Psychological and sex counselling
It is common for men to have secondary psychological reactions to ED, with perceived loss of masculinity and low self-esteem, which can cause or worsen mood disturbances. Supportive counselling of the patient and partner should be provided by an expert psychologist or psychiatric referral if required.

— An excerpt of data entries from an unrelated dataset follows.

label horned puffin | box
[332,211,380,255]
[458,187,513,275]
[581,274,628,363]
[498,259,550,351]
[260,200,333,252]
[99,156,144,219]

In general, the younger a patient is at presentation, the more likely it is that the cause of the ED is psychogenic in nature. If this is the case, the most appropriate management is referral to a sex counsellor.
Pharmacotherapies
PDE5 inhibitors
PDE5 inhibitors are the first-line pharmacotherapy option for most men with ED. The mechanism of action is to inhibit the breakdown of cGMP (Figure). The PDE5 inhibitors sildenafil, tadalafil and vardenafil have been available in Australia for many years, with the main difference being their half-lives and side effects. They are very effective in mild-to-moderate ED but less effective in severe ED. The efficacy of PDE5 inhibitors for successful intercourse is reported to be between 60 and 70% in the general population, compared with 40 to 50% in men with diabetes.8,9
Patients must be counselled on the correct use of PDE5 inhibitors and that erection will only occur after sexual stimulation. Sildenafil and vardenafil should be taken about one hour before planned sexual activity. Tadalafil should be taken two hours before planned sexual activity, but due to the longer duration of action, its effect may last up to 24 hours.
Common side effects include headache, facial flushing, nasal congestion, dizziness, colour vision disturbance (sildenafil and vardenafil) and back pain (tadalafil). Short-acting nitrates (e.g. glyceryl trinitrate) should be avoided for 24 hours after taking sildenafil and vardenafil or for five days after taking tadalafil as they can cause significant hypotensive episodes. For patients taking long-acting nitrates, PDE5 inhibitors are contraindicated. Precaution is also needed in patients taking multiple antihypertensives or those with significant heart failure.
As of January 2019, another PDE5 inhibitor, avanafil, became available in Australia. This drug has a faster onset of action (may be taken 15 to 30 minutes before planned sexual activity) with contraindications and side effects similar to the three other PDE5 inhibitors.
Intracavernosal prostaglandin E1 injections
Alprostadil is the only prostaglandin approved for intracavernosal injection in men with ED. Intraurethral alprostadil pellets are no longer available in Australia. Alprostadil works by causing smooth muscle relaxation and vasodilation, and can be considered when PDE5 inhibitors are contraindicated or have been ineffective.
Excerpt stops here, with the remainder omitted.